If you think it’s difficult being an Asian American director today trying to make Asian American-themed projects, imagine what it must have been like 94 years ago. Up until recently, it was, in fact, thought that no Asian American filmmakers existed that far back (Sessue Hayakawa wouldn’t start his own company, becoming the first Asian American producer/actor, until 1918). That is until 2006 when two reels of a 1916 silent feature entitled The Curse of Quon Gwon were discovered. The director and writer of the movie was a Chinese American woman named Marion Wong.

Documentary filmmaker Arthur Dong was researching Hollywood Chinese, his excellent look at the history of Chinese Americans in Hollywood, when he unearthed the two 35 mm reels (about 35 minutes of footage) in an Oakland basement. The film was preserved on highly flammable nitrate stock and had to be carefully handled and restored (among other dangers, old nitrate stock has a tendency to suddenly explode). The Curse of Quon Gwon was the first narrative feature made by a Chinese American and also one of the first films to be directed by a woman.

Not much else is known about Wong herself. This seems to be the only movie directed by the Bay Area native and it was a decidedly family affair. Wong’s cousin Violet stars in the film and other family members worked in front of and behind the camera. The plot seems to be about the assimilation of the Chinese into American society but because the footage that survives is incomplete, it’s impossible to piece together the specific details of the story.

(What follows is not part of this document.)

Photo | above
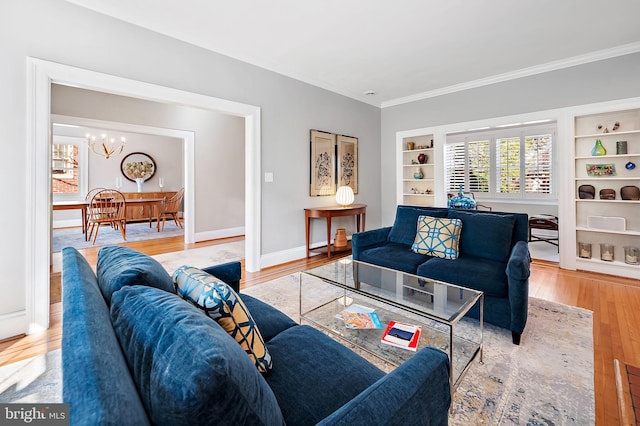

I had the chance to see the restored film in 2007 at a screening hosted by the Academy of Motion Pictures Arts and Sciences (still the only public showing of the film in L.A. as far as I know) and it was truly an exciting cinematic experience. I felt like I was watching history unfold before me in reel time. Simply as a historical document, the movie would have been valuable and interesting, but what’s also amazing about it is that The Curse of Quon Gwon is also a very accomplished artistic work.

If you put this film up against any other work from that era, it can hold its own. The technological expertise and the expert storytelling technique is undeniably evident in just those two reels. I remember, for example, watching this one impressively fluid shot–a slow dolly in to one of the characters who is experiencing an emotional moment—and thinking that it could have been a shot that Orson Welles or Martin Scorsese would use decades later and be rightly praised for how effective it was. Unsubstantiated rumor has it that Wong’s cameraman was Charlie Chaplin’s director of photography and many of the crew were professional Hollywood veterans; that they were up in Oakland shooting another movie and would eat at the Wong family restaurant and could have been recruited by Marion to help on her film. But again, that’s all speculation.

After watching the film, I remember thinking—where did Marion Wong, a woman who lived over 300 miles from Hollywood, learn the sort of technique and craft that was clearly evident in this picture? What sort of obstacles must she have faced as a first-time filmmaker who was Chinese and a woman with a distinctly Chinese American story to tell—free of the “Oriental” stereotypes typical of that time? What must it have been like to see her movie buried and forgotten and not be able to make another film (Wong’s children didn’t even know their mother made a movie because she never mentioned it)?

In December 2006, The Curse of Quon Gwon was added to the Library of Congress’ National Film Registry—a prestigious and well-deserved honor that speaks to both the artistic and cultural significance of Wong’s work.

Marion Wong was a talented artist who was ahead of her time. Had she lived in a different era, under different circumstances, I can only imagine all the films she would have made; the talent that would have been allowed to flourish. But thanks to the efforts of Arthur Dong and the National Film Registry, we will at least have her incredible sole pioneering effort preserved for this and future generations to discover.